A day after Pakistan’s finance minister said Islamabad could consider food imports from India to overcome shortages caused by devastating floods, Prime Minister Shehbaz Sharif virtually ruled out the possibility and sought to link the matter to the situation in Jammu and Kashmir.

The development also came a day after Prime Minister Narendra Modi expressed sadness at the devastation caused by the floods in Pakistan and extended condolences to those affected by the natural calamity, raising hopes for possible cooperation between the two countries.

Sharif faced a volley of questions on possible food imports and resumption of trade with India when he briefed the international media in Islamabad on Tuesday on the unprecedented floods that have resulted in more than 1,000 deaths and displaced 33 million people.

“There won’t have been problems about trading with India but genocide is going on there and Kashmiris have been denied their rights. Kashmir has been forcibly annexed through abolition of Article 370,” Sharif said, referring to India’s 2019 decision to scrap the special status of Jammu and Kashmir and to split the erstwhile state into two union territories.

I am, however, ready to sit and talk with Prime Minister Narendra Modi. We cannot afford war. We will have to dedicate our meagre resources for alleviating poverty in our respective countries but we cannot live in peace without resolving these issues,” Sharif said.

He added, “We shouldn’t be doing politics at this point but it is a fact that minority rights are being subjugated in India…We want peace in the region. We are neighbours not by choice.”

Sharif also emphasised that peace can “come only through sensible actions”.

There was no immediate response from Indian officials to Sharif’s remarks.

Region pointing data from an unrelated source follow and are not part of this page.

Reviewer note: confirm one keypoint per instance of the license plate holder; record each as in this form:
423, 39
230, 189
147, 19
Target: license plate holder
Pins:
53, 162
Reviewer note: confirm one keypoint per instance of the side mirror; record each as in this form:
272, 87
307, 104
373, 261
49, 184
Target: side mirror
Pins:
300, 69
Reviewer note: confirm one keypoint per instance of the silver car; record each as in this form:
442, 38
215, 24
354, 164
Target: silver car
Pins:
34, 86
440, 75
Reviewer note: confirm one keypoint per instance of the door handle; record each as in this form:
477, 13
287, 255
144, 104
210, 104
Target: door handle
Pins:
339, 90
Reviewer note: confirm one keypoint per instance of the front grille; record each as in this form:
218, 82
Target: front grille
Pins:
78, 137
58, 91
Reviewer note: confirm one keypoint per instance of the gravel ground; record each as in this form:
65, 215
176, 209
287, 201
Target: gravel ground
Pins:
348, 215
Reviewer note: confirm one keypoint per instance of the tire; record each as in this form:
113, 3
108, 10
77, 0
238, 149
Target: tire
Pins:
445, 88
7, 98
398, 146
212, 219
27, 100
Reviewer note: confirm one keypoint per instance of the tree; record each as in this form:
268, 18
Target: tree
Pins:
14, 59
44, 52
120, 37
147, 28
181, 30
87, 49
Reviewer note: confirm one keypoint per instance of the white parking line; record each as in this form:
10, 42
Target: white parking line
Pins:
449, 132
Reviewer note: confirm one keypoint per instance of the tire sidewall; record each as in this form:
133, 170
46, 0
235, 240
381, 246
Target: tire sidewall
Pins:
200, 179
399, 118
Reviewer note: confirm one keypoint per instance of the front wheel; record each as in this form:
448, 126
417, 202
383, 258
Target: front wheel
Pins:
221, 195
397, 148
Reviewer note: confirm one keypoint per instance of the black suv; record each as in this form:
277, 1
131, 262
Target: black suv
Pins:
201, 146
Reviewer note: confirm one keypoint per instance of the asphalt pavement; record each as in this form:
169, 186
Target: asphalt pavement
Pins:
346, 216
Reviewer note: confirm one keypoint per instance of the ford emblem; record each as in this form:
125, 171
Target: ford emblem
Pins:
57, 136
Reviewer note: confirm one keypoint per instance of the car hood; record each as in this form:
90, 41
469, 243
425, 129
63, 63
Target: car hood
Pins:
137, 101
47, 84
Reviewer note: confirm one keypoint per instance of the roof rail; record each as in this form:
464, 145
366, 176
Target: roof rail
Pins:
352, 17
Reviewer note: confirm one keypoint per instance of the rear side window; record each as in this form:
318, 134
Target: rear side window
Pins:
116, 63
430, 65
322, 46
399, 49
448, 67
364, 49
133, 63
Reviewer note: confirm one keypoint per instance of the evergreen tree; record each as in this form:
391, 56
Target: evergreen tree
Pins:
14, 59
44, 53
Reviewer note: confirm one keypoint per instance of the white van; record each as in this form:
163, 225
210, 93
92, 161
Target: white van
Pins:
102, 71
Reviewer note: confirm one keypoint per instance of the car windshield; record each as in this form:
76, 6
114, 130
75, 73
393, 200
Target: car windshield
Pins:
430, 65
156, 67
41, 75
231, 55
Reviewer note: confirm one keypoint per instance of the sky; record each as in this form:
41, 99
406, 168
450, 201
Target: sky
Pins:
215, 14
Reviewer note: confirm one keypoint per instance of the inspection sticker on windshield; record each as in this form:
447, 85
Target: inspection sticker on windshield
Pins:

On Monday, Pakistan’s finance minister Miftah Ismail told a media interaction that his country could consider importing vegetables and other food items from India to help people cope with the widespread destruction of crops in flash floods.

If the supply is affected, the import of vegetables will have to be opened. If we have to import vegetables from India, we will do so,” Ismail was quoted as saying.

In August 2019, Pakistan suspended all trade with India as part of retaliatory measures against New Delhi’s decision to scrap the special status of Jammu and Kashmir. Pakistan also downgraded diplomatic ties with India and expelled the Indian envoy in Islamabad.

Earlier in 2019, India withdrew the Most Favoured Nation status for Pakistan as part of its response to a suicide attack at Pulwama that killed 40 Indian troopers. That attack was blamed on Pakistan-based Jaish-e-Mohammed (JeM).

The previous Imran Khan-led government announced an initiative for limited resumption of trade with India in April 2021, but did a U-turn just a day later due to opposition to the proposal from hardliners within the cabinet.

People familiar with the matter said Pakistan is now eyeing the option of importing wheat from Russia and vegetables and other food items from Afghanistan and Iran. Sharif has set up a committee under planning minister Ahsan Iqbal to explore possible options for importing food items, including vegetables, to overcome severe shortages.